We’re not entirely convinced about this but a new survey, Digital Living Index, from PR group Ketchum of 6000 consumers in six countries purports to show that we want simpler, not technologically groovier, digital devices like smartphones and tablets.
According to Ketchum digital boss Esty Pujadas “simplification is the elephant in the living room” in matters technological. Here’s Esty and her colleague Emma Gilding, a cultural anthropologist no less, explaining how it works (or doesn’t).
Why aren’t we convinced? People these days will use an iPad to find out what day it is or see what their weather’s like (rather than looking out the window).
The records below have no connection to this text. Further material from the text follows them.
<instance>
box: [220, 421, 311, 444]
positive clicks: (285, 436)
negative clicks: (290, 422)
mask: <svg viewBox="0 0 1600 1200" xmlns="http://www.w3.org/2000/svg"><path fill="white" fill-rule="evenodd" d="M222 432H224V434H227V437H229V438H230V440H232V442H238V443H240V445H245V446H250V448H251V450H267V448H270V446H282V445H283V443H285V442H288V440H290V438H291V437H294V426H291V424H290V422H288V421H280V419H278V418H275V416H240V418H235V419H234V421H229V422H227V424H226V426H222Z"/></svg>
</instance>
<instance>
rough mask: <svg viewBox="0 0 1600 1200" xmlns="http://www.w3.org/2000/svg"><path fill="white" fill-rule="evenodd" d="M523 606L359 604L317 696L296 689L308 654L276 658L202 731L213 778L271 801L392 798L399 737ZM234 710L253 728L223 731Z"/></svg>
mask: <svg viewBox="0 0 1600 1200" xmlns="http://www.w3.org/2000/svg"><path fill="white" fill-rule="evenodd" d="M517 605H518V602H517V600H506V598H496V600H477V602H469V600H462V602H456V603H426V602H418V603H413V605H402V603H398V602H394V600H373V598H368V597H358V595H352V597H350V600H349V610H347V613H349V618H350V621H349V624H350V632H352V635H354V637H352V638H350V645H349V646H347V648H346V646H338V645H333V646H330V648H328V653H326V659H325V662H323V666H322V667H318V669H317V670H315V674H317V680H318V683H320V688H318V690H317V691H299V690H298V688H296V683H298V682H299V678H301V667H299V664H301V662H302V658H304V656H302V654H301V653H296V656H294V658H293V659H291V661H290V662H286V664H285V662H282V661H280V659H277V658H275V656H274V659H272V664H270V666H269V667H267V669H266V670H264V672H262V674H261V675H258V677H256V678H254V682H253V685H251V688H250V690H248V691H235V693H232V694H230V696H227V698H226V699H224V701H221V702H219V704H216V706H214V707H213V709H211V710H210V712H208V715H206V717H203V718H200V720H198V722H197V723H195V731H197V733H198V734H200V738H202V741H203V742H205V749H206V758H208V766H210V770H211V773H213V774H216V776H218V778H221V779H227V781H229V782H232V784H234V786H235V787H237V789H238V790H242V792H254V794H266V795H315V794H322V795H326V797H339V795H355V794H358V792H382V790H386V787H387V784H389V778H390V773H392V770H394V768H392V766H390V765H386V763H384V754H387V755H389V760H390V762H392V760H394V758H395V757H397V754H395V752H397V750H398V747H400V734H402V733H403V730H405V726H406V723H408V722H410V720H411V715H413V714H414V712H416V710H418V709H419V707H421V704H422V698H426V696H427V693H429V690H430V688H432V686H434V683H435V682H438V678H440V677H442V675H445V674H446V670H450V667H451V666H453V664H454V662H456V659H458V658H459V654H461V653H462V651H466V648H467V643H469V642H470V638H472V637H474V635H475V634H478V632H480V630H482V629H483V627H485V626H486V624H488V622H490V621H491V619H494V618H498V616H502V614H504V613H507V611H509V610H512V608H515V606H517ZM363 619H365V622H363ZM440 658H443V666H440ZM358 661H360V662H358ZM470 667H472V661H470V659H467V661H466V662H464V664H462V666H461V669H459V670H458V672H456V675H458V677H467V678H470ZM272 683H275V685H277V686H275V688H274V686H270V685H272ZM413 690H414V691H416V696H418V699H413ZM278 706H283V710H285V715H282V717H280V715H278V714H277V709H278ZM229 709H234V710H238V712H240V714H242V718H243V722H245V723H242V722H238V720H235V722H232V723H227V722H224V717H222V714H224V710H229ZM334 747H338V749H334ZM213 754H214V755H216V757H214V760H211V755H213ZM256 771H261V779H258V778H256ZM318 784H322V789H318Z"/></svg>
Other findings in the survey include:
76 per cent are not very satisfied with technology’s ability to make their life simple (as above).
Tablets and computers get more “love” (42 per cent) than other products
China loves smartphones the most (44 per cent), France the least (24 per cent)
Men (37 per cent) are more likely than women (33 per cent) to love smartphones
A brand that shares their values is important to one in five 18-34-year-olds, vs. only 12 per cent of those over 50
Love for home appliances increases with age
And there’s much more here.
On the subject of anthropology in these matters, AP reports that orangutans at Miami’s Jungle Park are rather keen on iPads, the younger ones anyway (natch). Although they do eat them so there’s a poser for Apple.
Well there you go. Maybe anthropologist Emma should get herself down to Miami for the next survey.
As we’re wandering a bit here, why can’t maker-of-all-this-wonderful-stuff Apple supply its kit with anti-glare screens? Can’t be that difficult.